Swords into plowshares, literally (photo by Noah Toly, 2014)

Given the state of world affairs, I can’t think of anything more appropriate to post than my favorite photo from our recent road trip. During the trip, we stopped by the Chickamauga and Chattanooga National Military Park, the site of some of the US Civil War’s fiercest fighting and a turning point in the war.

The battles played out not just over days or weeks, but over months, as Union and Confederate forces traded losses (yes, that seems the right way to put it) in an effort to control Chattanooga, “The Gateway to the Deep South,” a city of strategic importance because of the convergence of railroads and waterways.

Two decisive battles, one at the Chickamauga Battlefield Site and one at the Lookout Mountain Battlefield Site, bracketed a months-long siege of Union troops that had retreated to the city after losing in their initial confrontations with Confederate troops. The town was apparently decimated by the siege, during which the Union forces eventually resorted to dismantling homes in order to use the lumber for firewood.

Sometime after the fighting was over, a woman found a bayonet in a field, and someone in the Roark family “bent and flattened” the blade to make it into a sugar cane knife, which you can see in the photo. The Roark family beat this “sword” into a “plowshare.” As we consider the unrest and violence around the world, this is a symbol of what we hope for.

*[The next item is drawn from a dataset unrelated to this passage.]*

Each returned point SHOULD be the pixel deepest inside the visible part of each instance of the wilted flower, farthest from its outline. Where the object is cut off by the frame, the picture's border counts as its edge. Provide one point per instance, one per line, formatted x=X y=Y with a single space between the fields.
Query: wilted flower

Let us pray for the day when, like the Roark family, we can beat our swords into plowshares.

Today this photo symbolizes hope for “the already” amidst so much “not yet:” President Obama’s request to authorize of the use of military force, Kayla Mueller’s sacrifice and violent death, and the murders of Deah Shaddy Barakat, Yusor Mohammad, and Razan Mohammad Abu-Salha.

From now on, I’ll be reblogging this every time there is a mass shooting in the United States.

Northern Arizona University

San Bernardino.

And tragically, this reposting practice can’t keep up with the shootings. I should have realized that from the beginning.